Nacido en Japón y con una formación muy temprana en varias disciplinas marciales, Sho Kosugi se trasladó a Los Ángeles con el deseo de estudiar en la universidad. Allí empezó también a enseñar y participar en exhibiciones de karate, kobudo y kenjutsu, haciéndose un nombre tanto campeonatos como en las revistas especializadas. Empezó también a interpretar pequeños papeles hasta que su primera aparición estelar en pantalla, La justicia de Ninja (1981), lo cambió todo. Así comenzó la fiebre ninja en Hollywood, que está analizada pormenorizadamente en Sho Kosugi: El rey ninja de Iván E. Fernández Fojón. He aquí las siete obras principales (seis películas y una serie de televisión) que forman la filmografía estadounidense del luchador japonés.

La justicia de Ninja (1981)

«Las primeras palabras que oímos en la película, al margen de algún grito anterior, es la pregunta por los «nueve niveles de poder», que no son otros que los que integran al Kuji-Kiri, una serie de mantras y mudras (posturas, en este caso, de manos y dedos) que los ninjas usaban como protección en su forma más esotérica, puertas de acceso al conocimiento interior y casi mágico».

La venganza de Ninja (1983)

«Kosugi aportó su carisma arrollador, con muchas ganas de hacer algo bueno y de demostrar su calidad como luchador. Aprovechó la oportunidad, pues esta película se convirtió en todo un título de culto. No en vano sus responsables supieron reunir el buen cine de artes marciales y ninjas con un tono policíaco correcto. La presencia de Keith Vitali, que apoyaba a Kosugi, además de otros actores con conocimientos en artes marciales dejaron excelentes peleas».

Ninja III: La dominación (1984)

«El personaje de Kosugi se enfrenta a varios policías usando sus artes marciales y una shuriken que tiene camuflada en su cinturón. El complemento que soñamos muchos niños cuando veíamos esta película tras alquilarla de nuevo en el videoclub. Y es que si Bruce Lee nos obligó a muchos a construirnos nunchakus con cualquier material, Kosugi nos hizo desear tener armas ninjas ocultas en multitud de objetos». 

The Master (1984)

«Esta serie duró una sola temporada de 13 episodios. En España pudimos verla dentro del programa Cinturón Negro que presentaba la taekwondoka Coral Bistuer a principios de los noventa. Kosugi no solo aparecía en varios episodios como ninja malo, sino que era el coordinador de especialistas, coreógrafo de lucha y consultor sobre el tema ninja. La estructura era la misma que en series de su época como El Equipo A, es decir, aventuras episódicas mientras que, de vez en cuando, avanza la principal, que consiste en la búsqueda de la hija del protagonista, encarnado por Lee Van Cleef».

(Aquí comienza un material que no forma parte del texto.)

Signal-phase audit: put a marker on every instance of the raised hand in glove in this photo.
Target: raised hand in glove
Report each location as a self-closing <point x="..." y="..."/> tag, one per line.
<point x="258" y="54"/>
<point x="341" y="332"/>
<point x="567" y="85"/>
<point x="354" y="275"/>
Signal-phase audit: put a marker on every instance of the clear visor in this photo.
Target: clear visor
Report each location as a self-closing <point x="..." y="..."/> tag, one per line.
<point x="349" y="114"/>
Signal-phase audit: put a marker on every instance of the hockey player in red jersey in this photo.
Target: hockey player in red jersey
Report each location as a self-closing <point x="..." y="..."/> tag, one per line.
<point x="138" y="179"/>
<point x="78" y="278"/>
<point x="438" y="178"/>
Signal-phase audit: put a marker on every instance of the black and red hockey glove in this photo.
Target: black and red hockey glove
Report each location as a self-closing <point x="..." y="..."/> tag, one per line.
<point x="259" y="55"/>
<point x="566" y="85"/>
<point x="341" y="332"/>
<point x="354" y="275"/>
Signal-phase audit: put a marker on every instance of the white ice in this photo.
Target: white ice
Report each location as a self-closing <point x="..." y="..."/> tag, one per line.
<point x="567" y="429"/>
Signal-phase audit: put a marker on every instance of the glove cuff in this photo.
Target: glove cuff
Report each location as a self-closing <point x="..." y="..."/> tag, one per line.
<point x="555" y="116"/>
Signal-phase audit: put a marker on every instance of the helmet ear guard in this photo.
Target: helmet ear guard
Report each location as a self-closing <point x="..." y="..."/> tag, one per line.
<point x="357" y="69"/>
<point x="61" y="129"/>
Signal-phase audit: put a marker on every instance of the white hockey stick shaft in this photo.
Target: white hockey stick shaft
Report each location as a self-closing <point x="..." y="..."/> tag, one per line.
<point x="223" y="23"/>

Las nueve muertes del ninja (1985)

«Quizás el tono de comedia sorprendió a los fans de Sho. Y ni que decir tiene que de nuevo sufrió recortes en algunos países como Inglaterra en las secuencias donde podemos ver nunchakus o el lanzamiento de estrellas, un hecho habitual, pues eran armas ilegales en muchos países. Asimismo hay que destacar su relación con las islas Filipinas, un archipiélago donde el cine de artes marciales tuvo bastante peso en los años setenta y ochenta».

Ruega por tu muerte (1985)

«Mejoró notablemente su carrera y le permitió tener mayor control suyo en la posproducción. Fue el primer título no japonés con ninjas en estrenarse en cines del País del Sol Naciente. El resultado es una estupenda película de acción, con un Kosugi en plena forma y totalmente invencible; un regreso esperado que la convierten en indispensable, y nos quita el malo sabor de boca de su anterior trabajo».

Venganza por honor (1987)

«La primera mitad del film muestra artes marciales, pero es en su segunda mitad donde podemos ver en su plenitud al Sho ninja. Destaca el tramo final, con el ataque de los ninjas con traje de camuflaje, en helicóptero y con ametralladoras, que es previo a las peleas que nos llevarán al desenlace. En definitiva, un no parar de acción que sin duda establecía a Sho como algo más que un ninja, precisamente el modelo seguido en sus posteriores películas».

Águila negra (1988)

«La relación entre Kosugi y Van Damme no fue mala, pero a Sho no le convencía demasiado el belga. Según el propio Sho, debido a que él es más alto que Van Damme, a la hora de patear controlaba menos la distancia, por lo que tuvieron que ensayar bastante las peleas para que resultasen del gusto de Sho, quien, al fin y al cabo, era la estrella».